Ta strona została przepisana.

— Dlatego, że ptak skierował swój lot ku parkowi; i kiedy powróciliśmy na brzeg rzeki, byliście już o pół mili naprzód; jechaliście do lasu. Wtedy podążyliśmy za wami, żeby dalej prowadzić polowanie.
— A ci panowie?... — spytał Karol. — Czy oni także zaproszeni na polowanie?
— Którzy panowie?... — odrzekł Henryk, rzuciwszy na około pytające spojrzenie.
— E! u dyabła twoi hugonoci — powiedział Karol — w każdym razie, jeśli ich kto zaprosił, to nie ja.

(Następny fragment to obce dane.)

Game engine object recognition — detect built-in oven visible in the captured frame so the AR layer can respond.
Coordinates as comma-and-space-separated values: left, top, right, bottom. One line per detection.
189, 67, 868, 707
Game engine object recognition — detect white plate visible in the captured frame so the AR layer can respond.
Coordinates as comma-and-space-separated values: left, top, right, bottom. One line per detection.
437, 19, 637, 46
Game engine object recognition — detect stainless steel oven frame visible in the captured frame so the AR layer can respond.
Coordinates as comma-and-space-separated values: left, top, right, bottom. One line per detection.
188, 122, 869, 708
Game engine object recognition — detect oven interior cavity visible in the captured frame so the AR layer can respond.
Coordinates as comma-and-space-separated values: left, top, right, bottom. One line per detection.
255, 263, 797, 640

— Nie ja, Najjaśniejszy panie — odrzekł Henryk — lecz książę d’Alenęon.
— D’Alençon! Jakto?
— Ja!... — spytał książę.
— E! tak, mój bracie — odpowiedział Henryk.
— Czyżeś wczoraj nie ogłosił, że będziesz królem Nawarry? A więc, hugonoci, chcący cię mieć za króla, przybyli podziękować ci za przyjęcie korony, a królowi za to, że ci ją pozwolił przyjąć. Nieprawdaż, panowie?
— Tak! tak!... — zagrzmiało dwadzieścia głosów. — Niech żyje książę d’Alençon! Niech żyje król Karol!
— Nie jestem królem hugonotów — rzekł Franciszek, blady z gniewu.